No, light behind the knee does NOT shift the clock!

Category: ChronobiologyMis-clock-ceptionsRhythmic Human
Posted on: December 20, 2006 5:25 PM, by Coturnix

For science bloggers, a study older than a week is often too old to blog about. For scientists, last five years of literature are the most relevant (and many grad students, unfortunately, never read the older stuff). I thought that for journalists, 24-cycle was everything. Apparently not.

Northwest Explorer's 'Senior Life' columnist is having a Senior Moment, I guess. In this article about Seasonal Affective Disorder, he mentions a study that is several years old and, what's worse, has been shown to be wrong. No, the mammalian circadian clock CANNOT be reset by shining a light at the region of the leg just behind the knee.

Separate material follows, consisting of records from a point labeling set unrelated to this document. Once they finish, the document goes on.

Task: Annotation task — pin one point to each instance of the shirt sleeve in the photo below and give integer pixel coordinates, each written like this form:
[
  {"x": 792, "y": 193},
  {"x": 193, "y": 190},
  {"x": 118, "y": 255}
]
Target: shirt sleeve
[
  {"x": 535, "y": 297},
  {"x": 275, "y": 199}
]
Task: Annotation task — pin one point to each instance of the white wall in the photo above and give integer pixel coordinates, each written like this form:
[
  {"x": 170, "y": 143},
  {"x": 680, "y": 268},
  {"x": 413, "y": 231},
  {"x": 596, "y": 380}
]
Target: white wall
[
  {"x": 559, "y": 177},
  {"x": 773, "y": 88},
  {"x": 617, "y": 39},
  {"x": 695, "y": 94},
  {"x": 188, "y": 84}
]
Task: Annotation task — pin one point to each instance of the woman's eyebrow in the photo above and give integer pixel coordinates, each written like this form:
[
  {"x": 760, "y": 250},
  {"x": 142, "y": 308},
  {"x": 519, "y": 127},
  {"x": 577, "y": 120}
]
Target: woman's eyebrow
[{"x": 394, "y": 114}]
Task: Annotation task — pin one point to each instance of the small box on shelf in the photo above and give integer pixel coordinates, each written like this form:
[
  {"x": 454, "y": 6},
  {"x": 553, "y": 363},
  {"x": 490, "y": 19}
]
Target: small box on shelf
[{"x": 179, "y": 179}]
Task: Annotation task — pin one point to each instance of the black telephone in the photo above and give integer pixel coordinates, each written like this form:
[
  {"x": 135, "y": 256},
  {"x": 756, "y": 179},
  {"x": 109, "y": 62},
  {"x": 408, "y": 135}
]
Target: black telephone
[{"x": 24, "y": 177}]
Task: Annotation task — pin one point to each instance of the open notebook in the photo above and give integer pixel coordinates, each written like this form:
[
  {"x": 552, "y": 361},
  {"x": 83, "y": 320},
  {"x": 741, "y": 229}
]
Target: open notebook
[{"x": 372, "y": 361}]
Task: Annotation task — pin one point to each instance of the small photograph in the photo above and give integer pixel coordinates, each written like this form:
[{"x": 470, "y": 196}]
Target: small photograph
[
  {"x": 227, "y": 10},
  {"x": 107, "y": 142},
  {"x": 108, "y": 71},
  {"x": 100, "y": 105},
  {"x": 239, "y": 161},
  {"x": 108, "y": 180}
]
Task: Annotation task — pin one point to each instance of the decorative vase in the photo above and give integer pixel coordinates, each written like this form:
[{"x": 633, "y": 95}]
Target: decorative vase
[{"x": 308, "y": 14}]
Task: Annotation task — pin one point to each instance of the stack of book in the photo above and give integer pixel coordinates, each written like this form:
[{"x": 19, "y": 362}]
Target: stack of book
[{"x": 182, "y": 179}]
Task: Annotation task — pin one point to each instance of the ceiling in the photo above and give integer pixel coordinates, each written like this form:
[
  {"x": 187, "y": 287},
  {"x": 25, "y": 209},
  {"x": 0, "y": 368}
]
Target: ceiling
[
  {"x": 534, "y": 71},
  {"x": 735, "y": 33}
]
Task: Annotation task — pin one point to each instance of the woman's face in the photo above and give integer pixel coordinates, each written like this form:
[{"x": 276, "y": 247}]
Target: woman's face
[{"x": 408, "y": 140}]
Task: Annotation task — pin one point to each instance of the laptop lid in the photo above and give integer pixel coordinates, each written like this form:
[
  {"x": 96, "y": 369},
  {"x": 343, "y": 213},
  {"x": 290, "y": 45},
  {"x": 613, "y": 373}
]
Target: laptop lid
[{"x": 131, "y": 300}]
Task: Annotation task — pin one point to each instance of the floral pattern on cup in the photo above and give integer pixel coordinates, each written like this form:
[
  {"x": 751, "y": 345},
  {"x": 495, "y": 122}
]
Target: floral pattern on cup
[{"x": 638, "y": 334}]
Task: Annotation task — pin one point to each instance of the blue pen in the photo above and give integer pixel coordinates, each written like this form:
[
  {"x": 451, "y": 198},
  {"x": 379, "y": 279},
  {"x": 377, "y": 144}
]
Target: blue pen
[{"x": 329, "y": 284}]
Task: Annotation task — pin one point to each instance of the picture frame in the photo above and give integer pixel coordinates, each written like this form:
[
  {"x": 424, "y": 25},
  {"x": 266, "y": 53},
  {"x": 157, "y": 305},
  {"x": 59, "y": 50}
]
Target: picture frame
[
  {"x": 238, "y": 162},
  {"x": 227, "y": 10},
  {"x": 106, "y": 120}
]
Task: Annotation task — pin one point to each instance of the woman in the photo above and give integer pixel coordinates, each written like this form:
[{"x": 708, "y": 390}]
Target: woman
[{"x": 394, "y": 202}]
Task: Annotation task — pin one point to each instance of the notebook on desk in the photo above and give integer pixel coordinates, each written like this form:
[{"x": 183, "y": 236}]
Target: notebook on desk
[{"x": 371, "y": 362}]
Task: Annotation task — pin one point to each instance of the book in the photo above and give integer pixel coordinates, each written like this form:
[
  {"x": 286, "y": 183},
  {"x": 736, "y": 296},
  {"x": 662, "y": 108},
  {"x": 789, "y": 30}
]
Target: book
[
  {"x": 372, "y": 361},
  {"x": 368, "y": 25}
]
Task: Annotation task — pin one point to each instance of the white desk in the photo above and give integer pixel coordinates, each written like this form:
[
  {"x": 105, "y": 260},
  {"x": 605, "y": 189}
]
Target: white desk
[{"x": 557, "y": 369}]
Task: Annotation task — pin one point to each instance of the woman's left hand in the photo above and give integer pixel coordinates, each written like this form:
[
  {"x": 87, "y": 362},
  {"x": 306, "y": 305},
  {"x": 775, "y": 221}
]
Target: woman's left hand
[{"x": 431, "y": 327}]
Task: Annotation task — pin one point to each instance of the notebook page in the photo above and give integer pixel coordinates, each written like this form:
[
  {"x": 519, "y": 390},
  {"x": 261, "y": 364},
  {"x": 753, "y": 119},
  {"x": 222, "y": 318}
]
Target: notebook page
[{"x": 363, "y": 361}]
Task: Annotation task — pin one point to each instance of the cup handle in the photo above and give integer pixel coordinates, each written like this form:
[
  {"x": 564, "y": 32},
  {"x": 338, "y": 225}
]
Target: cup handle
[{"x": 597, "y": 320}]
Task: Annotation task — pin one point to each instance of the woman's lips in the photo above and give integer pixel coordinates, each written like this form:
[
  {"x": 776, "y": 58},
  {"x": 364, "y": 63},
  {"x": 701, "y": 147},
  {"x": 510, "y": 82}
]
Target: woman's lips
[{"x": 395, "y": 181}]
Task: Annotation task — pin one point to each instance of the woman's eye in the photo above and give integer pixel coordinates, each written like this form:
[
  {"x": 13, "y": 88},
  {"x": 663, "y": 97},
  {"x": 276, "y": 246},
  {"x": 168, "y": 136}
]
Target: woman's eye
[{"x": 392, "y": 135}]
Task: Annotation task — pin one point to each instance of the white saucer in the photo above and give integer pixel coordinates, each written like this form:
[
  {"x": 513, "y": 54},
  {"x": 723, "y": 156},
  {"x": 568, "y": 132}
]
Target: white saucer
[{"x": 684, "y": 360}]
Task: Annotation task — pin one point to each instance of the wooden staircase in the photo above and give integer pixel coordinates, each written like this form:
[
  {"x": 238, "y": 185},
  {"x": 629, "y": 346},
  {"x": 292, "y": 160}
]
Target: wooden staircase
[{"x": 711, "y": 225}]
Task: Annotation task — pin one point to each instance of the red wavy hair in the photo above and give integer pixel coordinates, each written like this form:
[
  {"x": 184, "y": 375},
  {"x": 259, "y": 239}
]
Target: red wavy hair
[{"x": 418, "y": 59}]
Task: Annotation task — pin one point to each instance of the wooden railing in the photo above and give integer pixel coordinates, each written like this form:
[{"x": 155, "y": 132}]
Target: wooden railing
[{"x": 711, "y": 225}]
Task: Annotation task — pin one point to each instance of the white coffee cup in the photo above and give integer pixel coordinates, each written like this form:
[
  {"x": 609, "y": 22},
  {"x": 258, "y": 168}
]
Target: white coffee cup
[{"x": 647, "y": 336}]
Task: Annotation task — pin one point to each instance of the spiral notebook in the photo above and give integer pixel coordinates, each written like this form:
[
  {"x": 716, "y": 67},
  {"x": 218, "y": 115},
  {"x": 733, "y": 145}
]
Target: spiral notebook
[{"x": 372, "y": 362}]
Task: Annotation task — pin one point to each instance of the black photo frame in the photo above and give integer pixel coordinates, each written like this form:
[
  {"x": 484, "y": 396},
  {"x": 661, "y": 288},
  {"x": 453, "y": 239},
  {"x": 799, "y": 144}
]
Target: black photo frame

When that study came out in Science several years ago (in 1998), there was quite a media frenzy about it. However, a few months later, while the PI (Dr.Campbell) was still publically defending the study, the co-authors and other lab members were already privately conceding that they could not replicate the data in their own lab. No need to mention that several labs have immediatelly tested the proposition, both in humans and in other mammals, and nobody could get to replicate the effect. While the study was never officially retracted, it quietly went away - there is probably not a single person in the field, Dr. Campbell included, who still believes in this. Except this columnist. And his unfortunate readers.